AIB online banking code card

robinph

Maybe I'm missing something obvious but how exactly does the AIB code card that they give you provide any increase to the security of your online banking transactions?

In order to access your online or telephone banking you need several numbers already, some of these are supposed to be known only to yourself, others are freely available to anyone that knows you and other bits are just slightly more tricky to guess as they are based on personal information that people could easily find and then guess the random numbers part of it. Some of those codes are admitedly a bit insecure but how then does having a card with a set of numbers printed on it and provided by the bank add an extra level of security. If I loose my wallet then all but the online banking pin number has then been lost to whoever took it if I also have their code card on me. All that their code card then provides is a totally false sense that someone is me if they then happen to access my telephone banking.

The only thing I can see this card with the numbers on providing is an annoyance to me as I keep throwing the thing out after they send me a new one becasue I need to perform one of the actions that they deem these codes needed for so I have to keep waiting for them to send me a new one.

You are told never to write down your atm pin numbers, but then the bank goes and effectively gives out a list of pin type numbers for you to carry around on you for accesing the online banking.

Thomas_S_Hunterson

If you lose your wallet, what ever information is in it should be useless.

The code card is useless on its own. To log in you need an online login number, a PIN and the piece of personal data. All of these should not be in your wallet. And if you do lose your wallet, report it to the bank, and theywillsend you a new keycard, renderin the old one useless.

The purpose of the key card is to reduce any damage that may be caused by a compromised machine (eg by keylogger). The key card has ~100 codes on it I think, so the chances of a keylogger being of any use is minimal, as the bank will ask for a different one each time, and will generally lock out in the event of repeated incorrect entries. Therefore, someone who manages to geet your login ID and piece together your PIN with a keylogger will still be unable to access your account.

All in all, it's a lot more secure, as verification takes numerous forms

ircoha

robinph: The code card is NOT part of what is required in accessing the account, it is an extra layer provided when you want to do certain transactions, most notably send money to another account, once you are logged on.
You seem to understand that from the body of the post, and then you write

You are told never to write down your atm pin numbers, but then the bank goes and effectively gives out a list of pin type numbers for you to carry around on you for accessing the online banking.

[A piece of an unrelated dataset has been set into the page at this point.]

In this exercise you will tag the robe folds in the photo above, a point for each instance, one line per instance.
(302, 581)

I think you are being a bit disengenious/narcissistic.
For example

In order to access your online or telephone banking you need several numbers already, some of these are supposed to be known only to yourself, others are freely available to anyone that knows you and other bits are just slightly more tricky to guess as they are based on personal information that people could easily find and then guess the random numbers part of it.

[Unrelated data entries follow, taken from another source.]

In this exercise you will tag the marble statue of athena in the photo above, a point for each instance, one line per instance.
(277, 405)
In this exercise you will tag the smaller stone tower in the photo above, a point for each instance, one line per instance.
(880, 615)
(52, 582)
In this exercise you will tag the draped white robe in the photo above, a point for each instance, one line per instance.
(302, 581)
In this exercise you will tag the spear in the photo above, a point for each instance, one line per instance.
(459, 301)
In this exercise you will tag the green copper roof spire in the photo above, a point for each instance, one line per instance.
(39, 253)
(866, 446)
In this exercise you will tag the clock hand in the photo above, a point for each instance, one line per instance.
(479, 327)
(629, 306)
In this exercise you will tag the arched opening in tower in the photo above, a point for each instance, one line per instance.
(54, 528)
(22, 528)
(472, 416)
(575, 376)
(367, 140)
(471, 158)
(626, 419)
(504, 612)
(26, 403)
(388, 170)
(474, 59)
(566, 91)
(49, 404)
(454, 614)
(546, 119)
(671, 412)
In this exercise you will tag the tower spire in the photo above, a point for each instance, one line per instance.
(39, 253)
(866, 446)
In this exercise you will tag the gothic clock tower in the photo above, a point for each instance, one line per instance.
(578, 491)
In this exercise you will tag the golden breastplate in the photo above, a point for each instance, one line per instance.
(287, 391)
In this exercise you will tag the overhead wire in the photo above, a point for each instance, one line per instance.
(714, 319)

There are 3 parts to the login procedure.
1 the 8 digit account code
next 3 out of 5 digits, chosen randomly in random order.
next 4 digits out of one of 3 or four numbers.

Which is which as per your paragraph above?



The codes on the card only work once so even if the rest of the transaction is key logged the keycode is nfg as the next trans will require a new one and as S_K says, if you try an invalid one or 2 the account locks.

robinph

I hadn't considered the possibility of key logging so I think I might just let them off in this case. But if the standard log in procedure for the on line banking is considered secure then why do they then ask for an additional check only on some rare occasions. My problem with it though being that by the time those rare occasions come round I've lost the code card so then have to wait several days for them to send me a new one each time. Yes I should keep the codes in a safe place etc, but I do keep all of the other codes for accessing my account in a safe place, that being my memory, and don't write any of them down so keeping the code card about just seems wrong in this case.

As for the general login the account code is based on relatively easily obtainable personal information, with a couple of "random" numbers stuck on the end for good measure, and the last sequence of four numbers is also from one of several easily discovered bits of personal information. Only the middle three digits that they ask for are actually secret in any way.

I do actually think that their login system is very good though and don't have a problem with it, I do remember seeing their website get recognised several years ago as being one of the best and most secure online banking sites anywhere. It's just the awkwardness of needing the code card for one set of tasks that you rarely do and the waiting around for the numbers so I can do what really needed to be done immediately.

ircoha wrote:

I think you are being a bit disengenious/narcissistic.

OK then, just a little bit. But I'm getting annoyed waiting on the postman.

fletch

The code card is an excellent idea. Even if someone does manage to obtain your login details through whatever means, they still can't transfer money to their account unless they guess the code correctly which I think is a 1 in 10,000 possibility.
Only problem I have with mine is that the numbers keep rubbing off it.